Even with a scholarship, I might not have enough funding to study abroad. Where else can I look?

Talk with someone in your school’s study abroad office or guidance counselor. If you’re a college student, the study abroad office may have advice about how to transfer financial aid to a study abroad program. Your advisor might also be able to point you to other sources of study abroad funding.

Determine when you can best afford to study abroad. As a college student, you have many options for when to study abroad. Even though summer programs tend to have a lower overall price than semester programs, studying abroad for a semester may be more economically viable if you are carrying over financial aid from your school. On the other hand, a rigorous summer program may allow you to graduate early, saving the costs of an additional semester.
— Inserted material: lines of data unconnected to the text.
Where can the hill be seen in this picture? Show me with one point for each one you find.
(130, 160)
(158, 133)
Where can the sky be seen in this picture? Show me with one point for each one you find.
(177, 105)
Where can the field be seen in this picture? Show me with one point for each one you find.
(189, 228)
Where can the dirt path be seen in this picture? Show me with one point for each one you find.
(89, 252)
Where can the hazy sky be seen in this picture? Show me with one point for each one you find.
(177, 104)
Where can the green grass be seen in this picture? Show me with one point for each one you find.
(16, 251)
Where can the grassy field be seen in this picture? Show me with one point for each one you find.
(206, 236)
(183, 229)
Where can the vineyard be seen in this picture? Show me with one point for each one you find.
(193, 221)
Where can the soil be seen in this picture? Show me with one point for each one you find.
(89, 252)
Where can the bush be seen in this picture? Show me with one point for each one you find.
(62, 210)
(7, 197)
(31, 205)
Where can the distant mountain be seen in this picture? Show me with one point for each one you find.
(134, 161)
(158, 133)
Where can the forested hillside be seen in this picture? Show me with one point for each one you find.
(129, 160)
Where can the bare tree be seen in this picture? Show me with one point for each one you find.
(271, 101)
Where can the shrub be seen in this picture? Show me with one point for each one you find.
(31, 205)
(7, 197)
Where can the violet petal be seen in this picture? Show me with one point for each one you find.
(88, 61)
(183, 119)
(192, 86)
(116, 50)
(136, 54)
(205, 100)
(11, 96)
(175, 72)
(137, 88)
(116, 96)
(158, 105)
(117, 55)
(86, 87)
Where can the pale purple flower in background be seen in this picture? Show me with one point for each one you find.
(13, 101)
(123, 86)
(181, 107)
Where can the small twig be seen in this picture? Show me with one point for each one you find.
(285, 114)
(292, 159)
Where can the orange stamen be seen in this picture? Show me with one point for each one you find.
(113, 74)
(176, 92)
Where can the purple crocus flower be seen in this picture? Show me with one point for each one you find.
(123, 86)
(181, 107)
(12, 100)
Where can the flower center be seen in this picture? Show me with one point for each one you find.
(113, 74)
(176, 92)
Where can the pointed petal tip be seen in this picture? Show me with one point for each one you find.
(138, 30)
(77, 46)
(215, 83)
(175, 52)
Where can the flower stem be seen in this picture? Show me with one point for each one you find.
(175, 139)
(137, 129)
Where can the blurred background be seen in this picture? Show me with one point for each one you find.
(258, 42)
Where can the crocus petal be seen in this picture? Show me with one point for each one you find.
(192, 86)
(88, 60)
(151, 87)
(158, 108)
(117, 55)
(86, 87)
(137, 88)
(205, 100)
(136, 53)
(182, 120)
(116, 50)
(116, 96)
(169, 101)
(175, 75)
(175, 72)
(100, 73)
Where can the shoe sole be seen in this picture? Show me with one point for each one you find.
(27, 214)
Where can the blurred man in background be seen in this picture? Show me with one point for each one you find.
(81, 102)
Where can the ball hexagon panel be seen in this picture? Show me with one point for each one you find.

Understand what is and what is not included in the program’s cost. Housing, airfare, supplemental excursions, textbooks, and visa expenses can all add quite a bit to a program’s bottom line. When you’re evaluating options, make sure you are comparing apples to apples. A program that includes a lot of extras may look expensive but might actually be the most affordable option once out-of-pocket costs have been factored in to the fees of other programs.

Be creative with filling in the funding gaps. Try to squeeze in an extra job during breaks. Ask for luggage for your birthday or an upcoming holiday. Take a close look at your current budget to see if there are extraneous expenses you can cut down on. For every latte you forgo now, imagine yourself trekking along the Great Wall of China, seeing the works of Italian Renaissance masters, or listening to live samba music in Brazil.